We fear not being taken seriously. The young fear being looked at indulgently, their work dismissed as unpolished or shallow. The older fear being dismissed as “not good enough” and not even having the excuse of youth.

We fear. We fear the “tedious delusion” more than we fear harsh criticism. We’d almost rather be called bad than banal.

Why do we expose ourselves to this kind of judgment?
Oh, right. Because writing means too much for us to stop, ever, unless our soul dries up.

And what’s so bad about knitting, anyway?

Feral Phrases

It’s getting crazy there in the cage.

Poets say that when a wonderful phrase or line just won’t fit into a poem, or the desired poem just won’t materialize around it, it’s a good idea to toss it into a box or a drawer and leave it there for later use. This helps keep us from forcing a poem to come into being just because we love our special line.

My box feels like a cage, and my fragments are starting to turn on one another. My brain feels as if there’s a spitting, clawing fight going on. And that’s not all–not only is the cage full, but there are at least five longer proto-drafts that want to be developed into the “rough” stage, and I can’t do it right now.

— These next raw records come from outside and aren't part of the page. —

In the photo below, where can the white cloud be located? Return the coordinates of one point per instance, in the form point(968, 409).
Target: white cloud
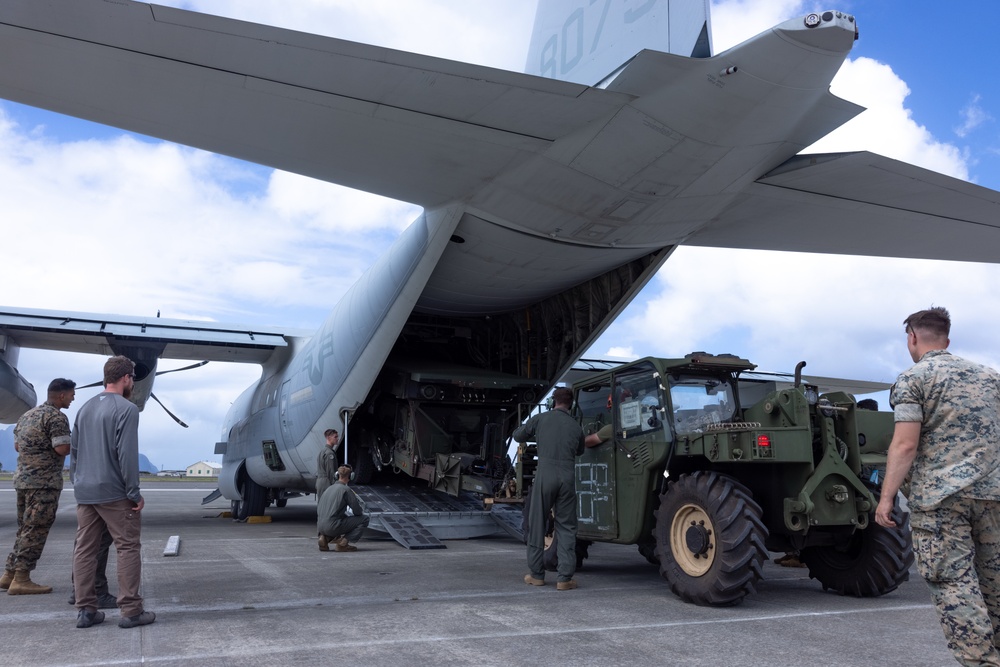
point(973, 115)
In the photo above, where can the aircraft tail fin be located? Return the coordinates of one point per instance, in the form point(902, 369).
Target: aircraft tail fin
point(590, 41)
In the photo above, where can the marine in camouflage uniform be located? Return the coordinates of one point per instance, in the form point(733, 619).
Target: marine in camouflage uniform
point(947, 413)
point(42, 439)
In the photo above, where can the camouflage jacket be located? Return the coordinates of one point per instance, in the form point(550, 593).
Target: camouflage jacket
point(957, 403)
point(37, 433)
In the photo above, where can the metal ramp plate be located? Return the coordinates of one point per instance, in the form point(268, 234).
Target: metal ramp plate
point(444, 517)
point(409, 532)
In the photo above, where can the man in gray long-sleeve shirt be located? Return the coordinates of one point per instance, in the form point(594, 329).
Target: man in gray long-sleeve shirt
point(104, 469)
point(332, 520)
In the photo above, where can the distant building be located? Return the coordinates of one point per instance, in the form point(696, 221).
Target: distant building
point(203, 469)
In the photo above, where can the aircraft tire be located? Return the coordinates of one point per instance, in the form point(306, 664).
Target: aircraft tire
point(254, 499)
point(873, 562)
point(710, 539)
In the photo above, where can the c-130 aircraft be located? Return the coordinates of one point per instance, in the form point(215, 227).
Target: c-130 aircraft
point(548, 203)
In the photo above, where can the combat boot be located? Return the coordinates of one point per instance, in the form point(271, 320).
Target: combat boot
point(23, 585)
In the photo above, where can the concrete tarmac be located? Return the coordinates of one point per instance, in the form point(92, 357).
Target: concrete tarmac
point(263, 594)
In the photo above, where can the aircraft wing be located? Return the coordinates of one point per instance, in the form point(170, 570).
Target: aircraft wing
point(103, 334)
point(859, 204)
point(416, 128)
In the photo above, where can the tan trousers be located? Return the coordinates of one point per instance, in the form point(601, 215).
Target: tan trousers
point(124, 524)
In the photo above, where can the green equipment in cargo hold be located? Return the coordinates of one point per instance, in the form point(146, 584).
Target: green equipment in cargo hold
point(707, 472)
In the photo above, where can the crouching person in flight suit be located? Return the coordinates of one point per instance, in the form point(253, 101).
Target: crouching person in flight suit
point(334, 524)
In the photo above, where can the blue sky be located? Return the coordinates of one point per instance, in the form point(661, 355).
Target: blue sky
point(100, 221)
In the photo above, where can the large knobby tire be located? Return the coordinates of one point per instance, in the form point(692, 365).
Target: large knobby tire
point(709, 539)
point(254, 499)
point(871, 562)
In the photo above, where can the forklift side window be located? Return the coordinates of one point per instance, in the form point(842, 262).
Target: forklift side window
point(640, 405)
point(699, 402)
point(594, 410)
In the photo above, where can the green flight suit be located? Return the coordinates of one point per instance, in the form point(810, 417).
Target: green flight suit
point(560, 441)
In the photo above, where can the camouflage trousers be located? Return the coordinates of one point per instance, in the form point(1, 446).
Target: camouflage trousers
point(36, 511)
point(957, 547)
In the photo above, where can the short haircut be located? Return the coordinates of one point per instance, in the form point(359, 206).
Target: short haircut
point(934, 321)
point(116, 368)
point(562, 396)
point(61, 384)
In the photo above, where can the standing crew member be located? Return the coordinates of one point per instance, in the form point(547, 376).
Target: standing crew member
point(332, 520)
point(105, 473)
point(326, 463)
point(947, 413)
point(42, 441)
point(560, 440)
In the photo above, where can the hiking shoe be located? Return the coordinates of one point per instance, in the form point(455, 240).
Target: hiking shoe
point(26, 586)
point(145, 618)
point(87, 618)
point(107, 601)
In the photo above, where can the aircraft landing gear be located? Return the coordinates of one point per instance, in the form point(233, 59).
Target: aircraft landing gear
point(254, 499)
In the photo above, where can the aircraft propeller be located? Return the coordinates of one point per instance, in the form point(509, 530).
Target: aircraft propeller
point(152, 395)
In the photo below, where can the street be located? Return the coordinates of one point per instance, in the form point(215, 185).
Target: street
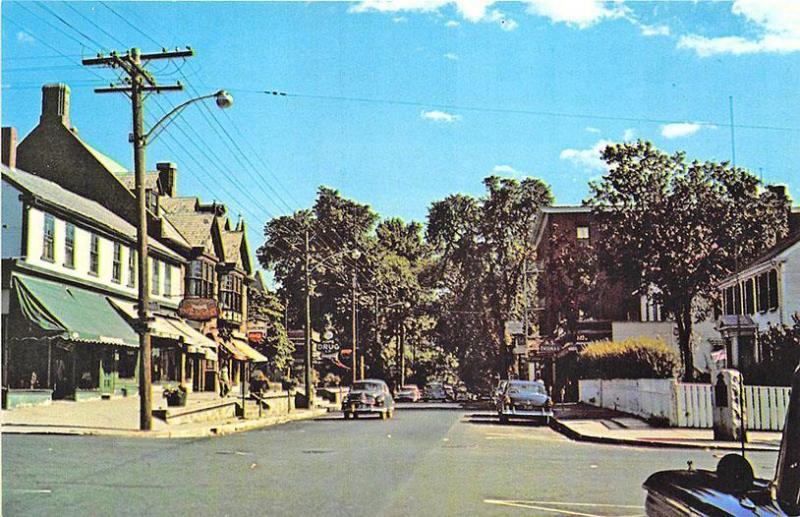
point(423, 462)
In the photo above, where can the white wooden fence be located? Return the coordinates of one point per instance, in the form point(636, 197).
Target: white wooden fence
point(685, 404)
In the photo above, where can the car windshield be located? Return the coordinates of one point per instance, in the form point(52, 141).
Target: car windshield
point(367, 386)
point(527, 387)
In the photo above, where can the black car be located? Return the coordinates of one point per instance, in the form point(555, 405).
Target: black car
point(732, 489)
point(370, 396)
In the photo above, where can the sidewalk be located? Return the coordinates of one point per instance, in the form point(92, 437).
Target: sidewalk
point(120, 417)
point(582, 422)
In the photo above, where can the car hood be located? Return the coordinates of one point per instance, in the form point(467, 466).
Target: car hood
point(527, 396)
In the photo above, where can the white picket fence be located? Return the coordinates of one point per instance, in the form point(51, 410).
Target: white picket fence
point(685, 404)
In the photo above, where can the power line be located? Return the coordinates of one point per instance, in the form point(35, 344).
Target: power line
point(487, 109)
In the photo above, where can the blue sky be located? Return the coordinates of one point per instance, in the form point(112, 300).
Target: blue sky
point(450, 91)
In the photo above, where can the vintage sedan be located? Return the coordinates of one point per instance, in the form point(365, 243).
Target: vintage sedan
point(525, 399)
point(733, 488)
point(369, 396)
point(408, 393)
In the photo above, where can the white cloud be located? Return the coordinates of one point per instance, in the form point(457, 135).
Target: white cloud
point(653, 30)
point(587, 158)
point(681, 129)
point(577, 13)
point(778, 22)
point(507, 170)
point(439, 116)
point(24, 37)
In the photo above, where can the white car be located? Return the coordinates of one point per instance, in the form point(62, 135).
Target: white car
point(525, 399)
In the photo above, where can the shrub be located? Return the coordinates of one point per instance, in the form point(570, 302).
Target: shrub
point(634, 358)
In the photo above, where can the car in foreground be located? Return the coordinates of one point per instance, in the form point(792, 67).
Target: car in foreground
point(434, 391)
point(368, 397)
point(525, 399)
point(733, 489)
point(408, 393)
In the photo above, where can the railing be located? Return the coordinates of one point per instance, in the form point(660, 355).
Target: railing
point(685, 404)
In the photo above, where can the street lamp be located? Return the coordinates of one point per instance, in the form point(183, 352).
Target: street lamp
point(309, 359)
point(140, 141)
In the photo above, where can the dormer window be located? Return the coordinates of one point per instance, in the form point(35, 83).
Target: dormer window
point(151, 199)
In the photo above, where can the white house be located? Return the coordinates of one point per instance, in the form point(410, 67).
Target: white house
point(766, 292)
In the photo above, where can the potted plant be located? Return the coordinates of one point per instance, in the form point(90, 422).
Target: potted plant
point(175, 395)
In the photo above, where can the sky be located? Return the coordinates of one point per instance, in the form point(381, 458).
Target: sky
point(397, 104)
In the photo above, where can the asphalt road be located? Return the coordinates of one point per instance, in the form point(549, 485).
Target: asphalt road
point(429, 462)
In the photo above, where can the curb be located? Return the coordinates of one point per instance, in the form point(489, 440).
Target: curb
point(209, 430)
point(572, 434)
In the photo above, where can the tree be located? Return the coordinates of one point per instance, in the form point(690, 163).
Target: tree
point(680, 227)
point(265, 306)
point(481, 247)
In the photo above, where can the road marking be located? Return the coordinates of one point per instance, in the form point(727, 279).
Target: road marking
point(32, 490)
point(534, 505)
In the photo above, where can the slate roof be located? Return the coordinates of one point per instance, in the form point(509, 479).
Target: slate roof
point(195, 228)
point(51, 193)
point(174, 205)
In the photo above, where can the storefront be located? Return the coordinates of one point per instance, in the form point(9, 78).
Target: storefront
point(65, 342)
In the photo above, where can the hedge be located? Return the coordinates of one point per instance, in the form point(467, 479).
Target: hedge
point(634, 358)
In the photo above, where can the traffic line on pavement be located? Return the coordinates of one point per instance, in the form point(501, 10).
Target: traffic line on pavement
point(535, 505)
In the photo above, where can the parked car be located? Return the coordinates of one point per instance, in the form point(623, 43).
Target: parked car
point(525, 399)
point(408, 393)
point(498, 391)
point(733, 489)
point(434, 391)
point(449, 392)
point(369, 396)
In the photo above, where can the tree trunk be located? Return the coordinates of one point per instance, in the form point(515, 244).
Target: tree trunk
point(684, 320)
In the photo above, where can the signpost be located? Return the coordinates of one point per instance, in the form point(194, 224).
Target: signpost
point(198, 309)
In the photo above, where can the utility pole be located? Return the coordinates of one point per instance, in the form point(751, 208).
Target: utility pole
point(140, 81)
point(353, 328)
point(309, 354)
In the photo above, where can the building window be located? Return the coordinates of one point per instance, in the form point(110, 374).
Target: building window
point(49, 236)
point(69, 246)
point(94, 255)
point(201, 279)
point(763, 292)
point(749, 296)
point(116, 267)
point(167, 280)
point(773, 289)
point(155, 282)
point(131, 267)
point(230, 292)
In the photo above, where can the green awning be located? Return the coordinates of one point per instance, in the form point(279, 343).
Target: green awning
point(71, 313)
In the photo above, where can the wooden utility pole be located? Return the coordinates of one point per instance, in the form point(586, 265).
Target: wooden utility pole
point(309, 352)
point(353, 328)
point(140, 81)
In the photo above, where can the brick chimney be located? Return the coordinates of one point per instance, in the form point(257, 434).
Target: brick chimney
point(55, 104)
point(168, 178)
point(9, 138)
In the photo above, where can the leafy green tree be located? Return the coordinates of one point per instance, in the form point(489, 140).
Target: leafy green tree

My current bout of depression has sapped my creativity as well as my confidence, but tell that to the cage. They don’t care. They’re fighting for their existence; their chance to come into the light.

I try to feed them with hope and promises; I tell them that this dulled state of mine won’t last forever. I ask them to have faith that their turn will come. I request them to line up neatly, in the order they arrived, to be considered one at a time in a serene manner.

Yeah, that’ll happen.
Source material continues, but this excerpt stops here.